ChatGPT may be better than doctors at evidence-based management of clinical depression without gender or social class bias, new research finds.
ChatGPT may be better than a doctor at following recognised treatment standards for clinical depression, finds research published in the open access journal Family Medicine and Community Health.
The study also found that the AI language model eradicates the gender or social class biases sometimes seen in primary care doctor-patient relationships.
The first port of call for most patients suffering from depression is their primary care doctor. The recommended course of treatment should largely be guided by evidence-based clinical guidelines, which usually suggest a tiered approach to care, in line with the severity of the depression.
ChatGPT has the potential to offer fast, objective, data-derived insights that can supplement traditional diagnostic methods as well as providing confidentiality and anonymity, say the researchers.
They therefore wanted to find out how the technology evaluated the recommended therapeutic approach for mild and severe major depression and whether this was influenced by gender or social class biases, when compared with 1249 French primary care doctors (73% women).
They drew on carefully designed and previously validated vignettes, centering around patients with symptoms of sadness, sleep problems, and loss of appetite during the preceding 3 weeks and a diagnosis of mild to moderate depression.
Eight versions of these vignettes were developed with different variations of patient characteristics, such as gender, social class, and depression severity.
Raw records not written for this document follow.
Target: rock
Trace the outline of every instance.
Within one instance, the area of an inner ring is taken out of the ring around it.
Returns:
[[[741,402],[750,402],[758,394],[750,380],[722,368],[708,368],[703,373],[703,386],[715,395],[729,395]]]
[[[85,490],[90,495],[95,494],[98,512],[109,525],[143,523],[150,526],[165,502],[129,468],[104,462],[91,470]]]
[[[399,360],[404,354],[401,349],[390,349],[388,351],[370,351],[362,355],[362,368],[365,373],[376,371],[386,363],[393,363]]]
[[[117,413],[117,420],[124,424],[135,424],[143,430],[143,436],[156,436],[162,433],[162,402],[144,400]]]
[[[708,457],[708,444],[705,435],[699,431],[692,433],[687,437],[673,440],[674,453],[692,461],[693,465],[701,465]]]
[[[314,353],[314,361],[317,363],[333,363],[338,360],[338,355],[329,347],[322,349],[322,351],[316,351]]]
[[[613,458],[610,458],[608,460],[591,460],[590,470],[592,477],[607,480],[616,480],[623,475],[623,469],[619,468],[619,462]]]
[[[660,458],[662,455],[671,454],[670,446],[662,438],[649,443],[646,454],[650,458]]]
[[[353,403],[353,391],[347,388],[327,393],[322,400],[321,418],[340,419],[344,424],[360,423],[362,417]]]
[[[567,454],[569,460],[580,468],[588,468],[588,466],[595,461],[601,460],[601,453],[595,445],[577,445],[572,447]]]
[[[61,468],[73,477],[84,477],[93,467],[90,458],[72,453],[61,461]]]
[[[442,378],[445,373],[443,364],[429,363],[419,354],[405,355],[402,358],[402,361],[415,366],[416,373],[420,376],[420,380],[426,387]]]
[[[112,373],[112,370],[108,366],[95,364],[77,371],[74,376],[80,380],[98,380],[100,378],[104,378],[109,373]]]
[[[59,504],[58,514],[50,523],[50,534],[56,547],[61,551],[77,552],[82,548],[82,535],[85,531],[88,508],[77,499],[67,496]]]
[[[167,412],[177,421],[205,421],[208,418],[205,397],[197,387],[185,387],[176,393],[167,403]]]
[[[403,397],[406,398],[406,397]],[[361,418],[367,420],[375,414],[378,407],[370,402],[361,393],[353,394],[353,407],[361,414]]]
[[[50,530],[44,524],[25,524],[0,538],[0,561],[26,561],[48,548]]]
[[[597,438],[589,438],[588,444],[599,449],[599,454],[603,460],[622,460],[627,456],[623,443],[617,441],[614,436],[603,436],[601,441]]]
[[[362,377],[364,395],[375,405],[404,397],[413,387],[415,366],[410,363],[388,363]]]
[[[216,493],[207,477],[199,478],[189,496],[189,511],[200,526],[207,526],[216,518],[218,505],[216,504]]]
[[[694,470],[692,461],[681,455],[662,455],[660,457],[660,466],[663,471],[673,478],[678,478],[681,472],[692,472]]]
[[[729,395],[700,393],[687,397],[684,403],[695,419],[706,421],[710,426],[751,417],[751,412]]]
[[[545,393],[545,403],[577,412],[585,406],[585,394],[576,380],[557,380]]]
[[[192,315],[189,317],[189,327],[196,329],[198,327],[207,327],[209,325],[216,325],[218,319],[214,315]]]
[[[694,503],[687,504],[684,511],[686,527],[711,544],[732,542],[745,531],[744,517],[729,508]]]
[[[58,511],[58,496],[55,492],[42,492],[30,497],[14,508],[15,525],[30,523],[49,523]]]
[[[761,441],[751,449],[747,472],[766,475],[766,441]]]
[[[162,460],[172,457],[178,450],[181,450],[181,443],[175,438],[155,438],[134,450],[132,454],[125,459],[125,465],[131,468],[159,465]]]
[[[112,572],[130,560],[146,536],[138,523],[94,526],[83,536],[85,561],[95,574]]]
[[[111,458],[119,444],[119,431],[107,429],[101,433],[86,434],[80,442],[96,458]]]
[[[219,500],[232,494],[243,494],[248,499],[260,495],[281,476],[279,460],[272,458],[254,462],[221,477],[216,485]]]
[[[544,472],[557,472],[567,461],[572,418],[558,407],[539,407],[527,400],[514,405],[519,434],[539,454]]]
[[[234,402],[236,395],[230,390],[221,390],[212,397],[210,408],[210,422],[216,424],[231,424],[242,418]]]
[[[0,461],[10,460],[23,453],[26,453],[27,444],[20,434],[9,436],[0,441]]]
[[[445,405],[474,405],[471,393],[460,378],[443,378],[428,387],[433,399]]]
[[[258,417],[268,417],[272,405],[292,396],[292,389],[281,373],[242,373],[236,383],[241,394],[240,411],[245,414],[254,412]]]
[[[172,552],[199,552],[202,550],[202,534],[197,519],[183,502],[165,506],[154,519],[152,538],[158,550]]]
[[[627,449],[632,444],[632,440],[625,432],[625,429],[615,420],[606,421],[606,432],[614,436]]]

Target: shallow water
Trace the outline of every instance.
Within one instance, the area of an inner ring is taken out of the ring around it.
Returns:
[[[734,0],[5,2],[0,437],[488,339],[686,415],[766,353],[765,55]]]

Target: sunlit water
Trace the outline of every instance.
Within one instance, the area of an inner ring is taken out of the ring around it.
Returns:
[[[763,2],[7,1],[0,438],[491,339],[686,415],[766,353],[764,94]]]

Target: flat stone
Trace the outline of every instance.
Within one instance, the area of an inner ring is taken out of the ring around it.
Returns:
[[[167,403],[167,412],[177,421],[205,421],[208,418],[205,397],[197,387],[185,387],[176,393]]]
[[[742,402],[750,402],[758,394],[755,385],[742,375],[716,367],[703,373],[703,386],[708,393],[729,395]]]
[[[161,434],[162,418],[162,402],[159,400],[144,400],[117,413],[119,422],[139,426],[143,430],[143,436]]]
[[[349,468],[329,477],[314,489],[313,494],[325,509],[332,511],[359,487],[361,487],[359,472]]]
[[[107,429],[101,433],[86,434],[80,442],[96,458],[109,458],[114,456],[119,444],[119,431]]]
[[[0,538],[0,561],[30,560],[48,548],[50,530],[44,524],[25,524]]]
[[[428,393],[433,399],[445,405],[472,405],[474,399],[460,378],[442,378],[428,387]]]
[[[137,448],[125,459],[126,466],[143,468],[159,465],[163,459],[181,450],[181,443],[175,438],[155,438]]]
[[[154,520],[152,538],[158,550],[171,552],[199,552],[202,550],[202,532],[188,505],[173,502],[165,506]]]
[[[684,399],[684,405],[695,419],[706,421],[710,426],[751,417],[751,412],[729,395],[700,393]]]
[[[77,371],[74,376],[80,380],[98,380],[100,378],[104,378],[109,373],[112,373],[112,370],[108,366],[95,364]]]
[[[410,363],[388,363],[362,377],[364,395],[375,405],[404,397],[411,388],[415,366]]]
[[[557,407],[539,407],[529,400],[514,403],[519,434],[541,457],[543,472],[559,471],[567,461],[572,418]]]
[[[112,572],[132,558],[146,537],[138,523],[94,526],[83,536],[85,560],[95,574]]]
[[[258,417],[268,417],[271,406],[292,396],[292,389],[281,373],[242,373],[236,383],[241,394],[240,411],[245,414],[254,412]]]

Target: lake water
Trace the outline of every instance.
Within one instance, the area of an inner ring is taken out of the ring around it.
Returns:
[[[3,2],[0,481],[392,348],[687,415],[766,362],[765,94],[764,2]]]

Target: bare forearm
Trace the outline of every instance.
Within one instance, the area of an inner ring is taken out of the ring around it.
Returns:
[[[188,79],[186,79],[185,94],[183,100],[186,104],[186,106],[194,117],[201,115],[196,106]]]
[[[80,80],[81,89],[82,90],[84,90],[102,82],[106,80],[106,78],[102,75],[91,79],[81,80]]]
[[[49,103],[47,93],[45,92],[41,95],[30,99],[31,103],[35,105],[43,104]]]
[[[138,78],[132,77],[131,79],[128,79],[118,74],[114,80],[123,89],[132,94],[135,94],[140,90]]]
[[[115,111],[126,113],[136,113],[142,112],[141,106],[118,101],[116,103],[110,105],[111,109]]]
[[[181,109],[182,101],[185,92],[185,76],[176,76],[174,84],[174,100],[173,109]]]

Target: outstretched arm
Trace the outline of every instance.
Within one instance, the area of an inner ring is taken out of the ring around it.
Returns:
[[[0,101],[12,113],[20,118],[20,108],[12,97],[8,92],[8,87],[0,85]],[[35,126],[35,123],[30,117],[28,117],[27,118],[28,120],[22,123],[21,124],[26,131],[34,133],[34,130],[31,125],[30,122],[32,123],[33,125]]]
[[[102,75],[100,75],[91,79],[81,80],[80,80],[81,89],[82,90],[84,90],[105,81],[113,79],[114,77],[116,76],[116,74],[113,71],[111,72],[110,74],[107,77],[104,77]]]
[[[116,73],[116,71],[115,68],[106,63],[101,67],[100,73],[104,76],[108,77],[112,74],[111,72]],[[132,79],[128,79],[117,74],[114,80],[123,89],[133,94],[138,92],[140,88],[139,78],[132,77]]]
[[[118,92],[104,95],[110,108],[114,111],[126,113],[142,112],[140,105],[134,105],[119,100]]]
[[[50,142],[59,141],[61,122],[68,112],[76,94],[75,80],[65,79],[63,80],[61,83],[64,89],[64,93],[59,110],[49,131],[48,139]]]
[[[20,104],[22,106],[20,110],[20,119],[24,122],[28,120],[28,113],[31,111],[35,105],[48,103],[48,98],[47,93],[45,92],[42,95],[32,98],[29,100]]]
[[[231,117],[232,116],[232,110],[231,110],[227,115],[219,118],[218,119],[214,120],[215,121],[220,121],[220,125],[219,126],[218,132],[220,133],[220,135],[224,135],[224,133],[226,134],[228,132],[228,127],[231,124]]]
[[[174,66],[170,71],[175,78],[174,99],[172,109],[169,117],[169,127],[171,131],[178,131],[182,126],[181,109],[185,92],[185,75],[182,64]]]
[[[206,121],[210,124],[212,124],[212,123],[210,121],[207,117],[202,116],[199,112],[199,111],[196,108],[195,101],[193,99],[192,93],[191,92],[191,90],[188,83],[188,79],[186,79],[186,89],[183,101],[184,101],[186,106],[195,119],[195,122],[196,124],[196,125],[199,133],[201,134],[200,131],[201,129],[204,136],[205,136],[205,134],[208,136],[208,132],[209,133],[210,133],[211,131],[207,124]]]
Each vignette was repeated 10 times for ChatGPT versions 3.5 and 4.
For each of the 8 vignettes, ChatGPT was asked: ‘What do you think a primary care physician should suggest in this situation?’ The possible responses were: watchful waiting; referral for psychotherapy; prescribed drugs (for depression/anxiety/sleep problems); referral for psychotherapy plus prescribed drugs; none of these.
Only just over 4 per cent of family doctors exclusively recommended referral for psychotherapy for mild cases in line with clinical guidance, compared with ChatGPT-3.5 and ChatGPT-4, which selected this option in 95 per cent and 97.5 per cent of cases, respectively.
Most of the medical practitioners proposed either drug treatment exclusively (48 per cent) or psychotherapy plus prescribed drugs (32.5 per cent).
In severe cases, most of the doctors recommended psychotherapy plus prescribed drugs (44.5 per cent). ChatGPT proposed this more frequently than the doctors (72 per cent ChatGPT 3.5; 100 per cent ChatGPT 4 in line with clinical guidelines). Four out of 10 of the doctors proposed prescribed drugs exclusively, which neither ChatGPT version recommended.
When medication was recommended, the AI and human participants were asked to specify which types of drugs they would prescribe.
The doctors recommended a combination of antidepressants and anti-anxiety drugs and sleeping pills in 67.5 per cent of cases, exclusive use of antidepressants in 18 per cents, and exclusive use of anti-anxiety and sleeping pills in 14 per cent.
ChatGPT was more likely than the doctors to recommend antidepressants exclusively: 74 per cent, version 3.5; and 68 per cent, version 4.
The AI model also suggested using a combination of antidepressants and anti-anxiety drugs and sleeping pills more frequently than did the doctors.
But unlike the findings of previously published research, ChatGPT didn’t exhibit any gender or social class biases in its recommended treatment.
The researchers acknowledge that the study was limited to iterations of ChatGPT-3 and ChatGPT-4 at specific points in time and that the ChatGPT data were compared with data from a representative sample of primary care doctors from France, so might not be more widely applicable.
Lastly, the cases described in the vignettes were for an initial visit due to a complaint of depression, so didn’t represent ongoing treatment of the disease or other variables that the doctor would know about the patient.
“ChatGPT-4 demonstrated greater precision in adjusting treatment to comply with clinical guidelines. Furthermore, no discernible biases related to gender and [socioeconomic status] were detected in the ChatGPT systems,” highlight the researchers.
Further research is needed into how well this technology might manage severe cases as well as potential risks and ethical issues arising from its use, say the researchers.
There are also ethical issues to consider, particularly around ensuring data privacy and security which are vital considering the sensitive nature of mental health data, they point out, adding that AI shouldn’t ever be a substitute for human clinical judgement in the diagnosis or treatment of depression.
Nevertheless, the researchers conclude: “The study suggests that ChatGPT […] has the potential to enhance decision making in primary healthcare.”
“However, it underlines the need for ongoing research to verify the dependability of its suggestions. Implementing such AI systems could bolster the quality and impartiality of mental health services.”